Expérimental et déstabilisant, The End est une proposition cinématographique alternative qui séduit tout en abandonnant un peu trop souvent le spectateur au bord du chemin. A voir, au risque de s’y perdre.
Synopsis : Un homme part chasser dans une forêt qu’il croyait connaître. Mais son chien s’enfuit puis son fusil disparaît. Alors qu’il se perd, une atmosphère hostile et étrange s’installe…
Critique : Aimant par-dessus tout ausculter la noirceur de l’âme humaine, le cinéaste Guillaume Nicloux a commencé sa carrière par des polars très sombres comme Une affaire privée (2002), Cette femme-là (2003) ou encore La clef (2007). Visiblement lassé de la structure classique exigeante inhérente au genre policier, il a peu à peu délaissé la narration stricte pour aller vers davantage d’épure.
Cela a notamment donné le beau Valley of Love (2015) où le réalisateur suivait l’errance du couple Huppert-Depardieu dans des espaces désertiques, à la recherche du fantôme de leur fils disparu. Malgré un procédé risqué, le long-métrage dégageait une émotion brute saisissante que Nicloux et Depardieu ont sans aucun doute voulu renouveler.
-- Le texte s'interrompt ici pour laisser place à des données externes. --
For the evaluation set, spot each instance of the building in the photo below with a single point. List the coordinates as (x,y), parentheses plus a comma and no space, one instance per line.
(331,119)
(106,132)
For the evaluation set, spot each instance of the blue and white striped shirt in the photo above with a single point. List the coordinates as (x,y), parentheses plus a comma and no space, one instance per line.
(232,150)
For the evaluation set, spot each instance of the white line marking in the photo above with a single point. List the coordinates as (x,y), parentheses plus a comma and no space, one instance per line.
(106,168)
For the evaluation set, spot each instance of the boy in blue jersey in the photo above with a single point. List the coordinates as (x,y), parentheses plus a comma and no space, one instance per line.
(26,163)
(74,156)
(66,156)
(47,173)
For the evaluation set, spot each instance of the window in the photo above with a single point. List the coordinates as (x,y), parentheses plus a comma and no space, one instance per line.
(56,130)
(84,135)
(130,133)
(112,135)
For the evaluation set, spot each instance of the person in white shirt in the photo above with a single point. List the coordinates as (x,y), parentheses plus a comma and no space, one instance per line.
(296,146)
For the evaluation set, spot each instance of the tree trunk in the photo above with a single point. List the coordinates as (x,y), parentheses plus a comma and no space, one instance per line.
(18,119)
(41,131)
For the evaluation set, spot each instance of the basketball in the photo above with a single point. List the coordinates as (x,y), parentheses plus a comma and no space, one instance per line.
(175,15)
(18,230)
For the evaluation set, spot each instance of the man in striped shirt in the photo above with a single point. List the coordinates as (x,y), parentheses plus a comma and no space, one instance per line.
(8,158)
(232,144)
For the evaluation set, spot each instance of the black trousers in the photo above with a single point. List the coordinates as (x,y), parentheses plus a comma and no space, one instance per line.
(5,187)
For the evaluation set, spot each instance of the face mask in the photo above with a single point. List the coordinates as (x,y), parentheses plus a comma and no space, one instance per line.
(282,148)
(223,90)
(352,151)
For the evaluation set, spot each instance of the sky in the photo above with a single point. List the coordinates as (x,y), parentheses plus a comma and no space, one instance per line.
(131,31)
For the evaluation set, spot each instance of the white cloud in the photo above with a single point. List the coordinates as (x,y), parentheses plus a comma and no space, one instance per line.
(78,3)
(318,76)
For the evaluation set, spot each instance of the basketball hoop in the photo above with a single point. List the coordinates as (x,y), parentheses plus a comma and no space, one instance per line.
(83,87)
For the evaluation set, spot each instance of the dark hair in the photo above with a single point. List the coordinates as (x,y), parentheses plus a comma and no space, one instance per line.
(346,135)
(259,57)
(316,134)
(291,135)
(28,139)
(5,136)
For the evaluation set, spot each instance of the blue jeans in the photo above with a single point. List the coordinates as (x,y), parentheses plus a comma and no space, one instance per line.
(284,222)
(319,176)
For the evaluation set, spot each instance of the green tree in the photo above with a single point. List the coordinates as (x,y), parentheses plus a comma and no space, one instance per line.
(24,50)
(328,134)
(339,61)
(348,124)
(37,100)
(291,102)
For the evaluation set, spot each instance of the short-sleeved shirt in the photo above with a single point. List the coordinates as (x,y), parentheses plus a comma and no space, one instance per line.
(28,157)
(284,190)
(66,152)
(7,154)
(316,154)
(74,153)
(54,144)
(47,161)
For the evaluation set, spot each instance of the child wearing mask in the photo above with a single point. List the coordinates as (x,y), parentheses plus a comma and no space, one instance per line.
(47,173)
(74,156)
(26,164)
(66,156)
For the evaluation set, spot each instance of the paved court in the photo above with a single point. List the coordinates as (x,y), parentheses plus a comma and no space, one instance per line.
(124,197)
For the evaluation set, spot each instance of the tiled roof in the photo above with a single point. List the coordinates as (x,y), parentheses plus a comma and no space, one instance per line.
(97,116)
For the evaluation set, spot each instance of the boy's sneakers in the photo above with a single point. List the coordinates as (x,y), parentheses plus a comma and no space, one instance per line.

Tourné dans la foulée, The End est pourtant un projet encore plus atypique puisque le but est avant tout de réaliser un film rapidement, avec quasiment un seul personnage perdu dans une forêt hostile. Il s’agit en réalité de la transcription d’un rêve effectué par Nicloux peu de temps avant le tournage.
Avec pour seul script une trentaine de pages, le réalisateur a été soutenu par la productrice Sylvie Pialat et par son comédien fétiche, le géant Gérard Depardieu. Il fallait bien toute la puissance de jeu de l’acteur pour occuper le cadre d’une œuvre dépouillée à l’extrême. Effectivement, notre Gégé national est de tous les plans et se retrouve plongé au cœur de la forêt dans une solitude extrême durant la première demi-heure du film.
Il s’agissait bien d’un véritable défi, aussi bien pour le comédien que pour le réalisateur. Susciter l’intérêt du spectateur à partir d’un procédé aussi frustre et une intrigue réduite à sa plus simple expression était une sacrée gageure. Reprenant la structure alambiquée du cauchemar, le film intrigue réellement durant la totalité de la projection. On se demande bien ce qui arrive à cet homme dont on suppose à plusieurs reprises qu’il est déjà mort (le titre nous met d’ailleurs sur la voie).
Pourtant, l’arrivée inopinée de plusieurs personnages, tous plus étranges les uns que les autres, vient bouleverser nos théories. Finalement, lorsque le film se termine, le spectateur n’est pas beaucoup plus avancé, certain d’avoir vu un OVNI, sans être persuadé de l’intérêt d’une telle expérience. A y réfléchir de plus près, il semble bien que le long-métrage soit une plongée dans la psyché désordonnée d’un homme arrivé au bout du rouleau. Toutefois, la symbolique attachée aux différents personnages reste pour le moins cryptique.
Et de fait, dans les différents entretiens qu’il a accordés aux médias lors de la sortie en e-cinéma, Guillaume Nicloux a évoqué une sorte d’écriture automatique. De quoi expliquer les incohérences, voire les béances d’une histoire qui ne semble aller nulle part. A la fois audacieux par sa volonté de ne suivre aucun schéma narratif préétabli et terriblement frustrant par son incapacité à faire sens, The End est une expérience cinématographique que l’on ne conseillera pas aux puristes d’un cinéma commercial normé. Les autres peuvent aisément s’y risquer, sachant qu’il est également possible de s’y ennuyer ou de s’y perdre.
Au moins, Depardieu se révèle une fois de plus un acteur incroyable, dévorant la caméra quoi qu’il fasse. On aime également la musique intrigante d’Eric Demarsan et l’ambiance sombre et anxiogène du film, tout en déplorant sans doute le manque de substance d’une œuvre finalement très formaliste. Sorti directement en e-cinéma au mois d’avril 2016, le film n’aurait de toute façon certainement pas rempli les salles au-delà de sa première semaine d’exploitation, et ceci malgré la présence de la star.